O pai da medicina experimental, Claude Bernard disse: “O fato é sempre qualquer coisa de físico. A interpretação do fato é qualquer coisa de metafísico...e isto, não é mais o fato”.
Se uma pessoa tem insônia porque ela bebe café e outros estimulantes, quando ela procurar ajuda do especialista seria tratada assim:
1. Se ela buscar ajuda na medicina clássica, é bem possível que receba uma receita de um sonífero, com alta concentração de princípio ativo porque: contraria contrariis curantur – os contrários curam os contrários.
2. Se recorrer a um homeopata, receberia um medicamento em doses muito pequenas, talvez do próprio café, reproduzindo o princípio: Simila Similibus Curantur – os semelhantes curam os semelhantes.
3. Se ela acreditar a medicina assim chamada naturalista ou holística lhe será dito que deve evitar todos os medicamentos vendidos na farmácia e entregar-se a tudo aquilo que a Natureza lhe prodigaliza: as ervas, a própria urina, banhos frios, etc...
4. Ou ainda, se acreditar somente em uma via espiritualista será esclarecido que tudo o que lhe acontece é devido a causas espirituais, psíquicas, invisíveis, portanto, a cura deverá ser por meio de algo não material. Assim, que deveria: meditar, orar, fazer terapia, yoga, etc...

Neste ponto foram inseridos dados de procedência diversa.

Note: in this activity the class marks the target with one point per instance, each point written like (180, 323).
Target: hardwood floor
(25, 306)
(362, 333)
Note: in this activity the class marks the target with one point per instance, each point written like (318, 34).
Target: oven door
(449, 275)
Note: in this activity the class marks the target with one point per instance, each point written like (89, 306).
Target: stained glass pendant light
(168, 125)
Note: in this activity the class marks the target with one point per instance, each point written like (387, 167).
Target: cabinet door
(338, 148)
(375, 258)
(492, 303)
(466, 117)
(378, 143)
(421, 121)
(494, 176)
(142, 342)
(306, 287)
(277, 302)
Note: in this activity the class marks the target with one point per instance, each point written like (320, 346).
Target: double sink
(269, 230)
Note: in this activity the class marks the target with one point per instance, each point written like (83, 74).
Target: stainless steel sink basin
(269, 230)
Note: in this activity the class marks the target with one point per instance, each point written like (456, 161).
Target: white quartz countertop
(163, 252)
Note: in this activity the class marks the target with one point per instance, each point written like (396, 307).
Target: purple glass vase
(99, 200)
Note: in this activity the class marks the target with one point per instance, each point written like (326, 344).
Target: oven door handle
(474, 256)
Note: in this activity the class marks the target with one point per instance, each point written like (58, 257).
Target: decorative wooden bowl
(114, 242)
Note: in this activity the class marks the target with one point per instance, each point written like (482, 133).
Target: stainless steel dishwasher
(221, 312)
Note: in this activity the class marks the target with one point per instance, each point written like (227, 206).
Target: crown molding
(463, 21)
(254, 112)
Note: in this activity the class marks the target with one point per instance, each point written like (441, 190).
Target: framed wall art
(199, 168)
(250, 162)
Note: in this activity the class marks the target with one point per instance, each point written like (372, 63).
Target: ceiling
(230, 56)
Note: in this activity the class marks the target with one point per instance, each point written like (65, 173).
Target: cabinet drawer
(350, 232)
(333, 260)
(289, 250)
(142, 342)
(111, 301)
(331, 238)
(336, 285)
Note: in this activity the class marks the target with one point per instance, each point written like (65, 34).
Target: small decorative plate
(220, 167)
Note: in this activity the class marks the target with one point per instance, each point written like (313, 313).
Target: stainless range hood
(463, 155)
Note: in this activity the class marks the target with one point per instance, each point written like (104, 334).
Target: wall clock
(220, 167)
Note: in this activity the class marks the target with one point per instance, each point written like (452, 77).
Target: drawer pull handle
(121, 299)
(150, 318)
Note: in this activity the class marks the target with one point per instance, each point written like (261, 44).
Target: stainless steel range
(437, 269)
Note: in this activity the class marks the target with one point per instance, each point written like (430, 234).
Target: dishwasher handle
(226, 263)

Mas há uma nova abordagem, que é tão antiga quanto a vida da humanidade e que está profundamente impressa em cada um de nós, dentro de cada uma de nossas células e que nos fala suave e silenciosamente e repete incansavelmente: Sublata Causa Tollitur Effectus, que quer dizer, - suprima a causa e o efeito desaparecerá.
E que cada um possa, livremente, pensar por si mesmo e curar-se a si mesmo!